Dia juga memberi dukungan kepada Polri untuk menuntaskan kasus penembakan yang terjadi antar anggotanya. Terutama kepada Kapolri dan tim khusus yang mulai bekerja.
[berita-terkait number=”2″ tag=”polisi-baku-tembak”]
“Saya prihatin atas peristiwa yang menjadi atensi dari banyak pihak dan secara khusus berterima kasih kepada Presiden Joko Widodo yang memberikan atensi dan secara tegas meminta proses hukum dilakukan terkait kasus penembakan antar-anggota polisi yang terjadi di rumah dinas Kadiv Propam Polri di Jakarta, Jumat pekan lalu,” kata dia.
Bamsoet menyatakan pernyataan yang disampaikan Jokowi di Subang pada Selasa kemarin harus menjadi senjata semangat kepada Sigit dalam penanganan kasus. Dia menegaskan masyarakat menunggu kejelasan peristiwa ini.

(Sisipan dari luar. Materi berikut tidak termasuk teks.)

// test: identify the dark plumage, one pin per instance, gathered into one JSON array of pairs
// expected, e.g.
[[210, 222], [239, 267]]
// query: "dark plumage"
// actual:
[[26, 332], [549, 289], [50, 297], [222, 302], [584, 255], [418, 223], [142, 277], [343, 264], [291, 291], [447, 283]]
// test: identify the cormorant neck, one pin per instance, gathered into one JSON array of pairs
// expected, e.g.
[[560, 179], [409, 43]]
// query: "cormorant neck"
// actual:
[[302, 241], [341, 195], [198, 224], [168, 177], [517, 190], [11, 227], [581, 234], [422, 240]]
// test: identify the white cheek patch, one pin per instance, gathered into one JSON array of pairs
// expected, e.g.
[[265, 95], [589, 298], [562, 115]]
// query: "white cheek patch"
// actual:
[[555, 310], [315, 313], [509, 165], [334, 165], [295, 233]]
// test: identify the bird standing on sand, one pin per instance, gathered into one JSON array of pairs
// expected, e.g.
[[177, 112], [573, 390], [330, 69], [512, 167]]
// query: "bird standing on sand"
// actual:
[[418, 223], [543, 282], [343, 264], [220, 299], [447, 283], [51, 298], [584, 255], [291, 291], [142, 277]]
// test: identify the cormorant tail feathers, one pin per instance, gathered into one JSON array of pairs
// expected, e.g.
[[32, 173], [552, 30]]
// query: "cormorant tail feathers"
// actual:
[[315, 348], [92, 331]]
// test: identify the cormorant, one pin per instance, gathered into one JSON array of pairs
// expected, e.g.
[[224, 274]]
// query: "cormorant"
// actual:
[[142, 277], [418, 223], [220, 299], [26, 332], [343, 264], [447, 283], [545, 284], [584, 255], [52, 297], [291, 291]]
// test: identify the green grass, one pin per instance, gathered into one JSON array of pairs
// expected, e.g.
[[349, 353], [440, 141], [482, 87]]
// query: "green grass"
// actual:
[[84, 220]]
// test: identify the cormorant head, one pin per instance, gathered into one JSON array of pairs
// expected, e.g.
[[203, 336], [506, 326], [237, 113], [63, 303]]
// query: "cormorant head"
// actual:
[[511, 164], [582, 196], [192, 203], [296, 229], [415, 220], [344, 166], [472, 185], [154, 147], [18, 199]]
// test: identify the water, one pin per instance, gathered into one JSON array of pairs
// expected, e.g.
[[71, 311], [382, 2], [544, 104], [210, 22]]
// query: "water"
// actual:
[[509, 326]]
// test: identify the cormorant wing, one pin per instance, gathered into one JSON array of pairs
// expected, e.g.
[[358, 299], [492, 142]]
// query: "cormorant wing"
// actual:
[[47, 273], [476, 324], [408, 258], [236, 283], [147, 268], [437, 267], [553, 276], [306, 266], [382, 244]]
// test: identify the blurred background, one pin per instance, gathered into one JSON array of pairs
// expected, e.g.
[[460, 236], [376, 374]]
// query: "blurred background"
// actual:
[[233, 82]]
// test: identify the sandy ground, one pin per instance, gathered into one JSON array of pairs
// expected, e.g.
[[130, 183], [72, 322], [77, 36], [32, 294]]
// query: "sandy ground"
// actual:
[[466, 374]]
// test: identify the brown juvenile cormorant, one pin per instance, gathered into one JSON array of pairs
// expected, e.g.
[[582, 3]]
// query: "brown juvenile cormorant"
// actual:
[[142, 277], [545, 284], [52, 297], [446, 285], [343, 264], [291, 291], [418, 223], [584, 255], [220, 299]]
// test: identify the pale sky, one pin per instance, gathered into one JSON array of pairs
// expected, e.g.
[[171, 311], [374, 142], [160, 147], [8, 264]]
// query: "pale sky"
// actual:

Arahan tersebut, kata dia, harus segera ditindaklanjuti untuk menjamin kepastian dalam penegakan hukum. Tentu dengan tetap menjaga kaidah yang mempertimbangkan kaum rentan (khususnya secara psikologis) yaitu keluarga Irjen Ferdy.
“Kepada masyarakat, mari kita ambil hikmah dari kejadian ini. Kita kedepankan azas praduga tak bersalah dan jangan menjustifikasi secara berlebihan,” harapnya. [hen/beq]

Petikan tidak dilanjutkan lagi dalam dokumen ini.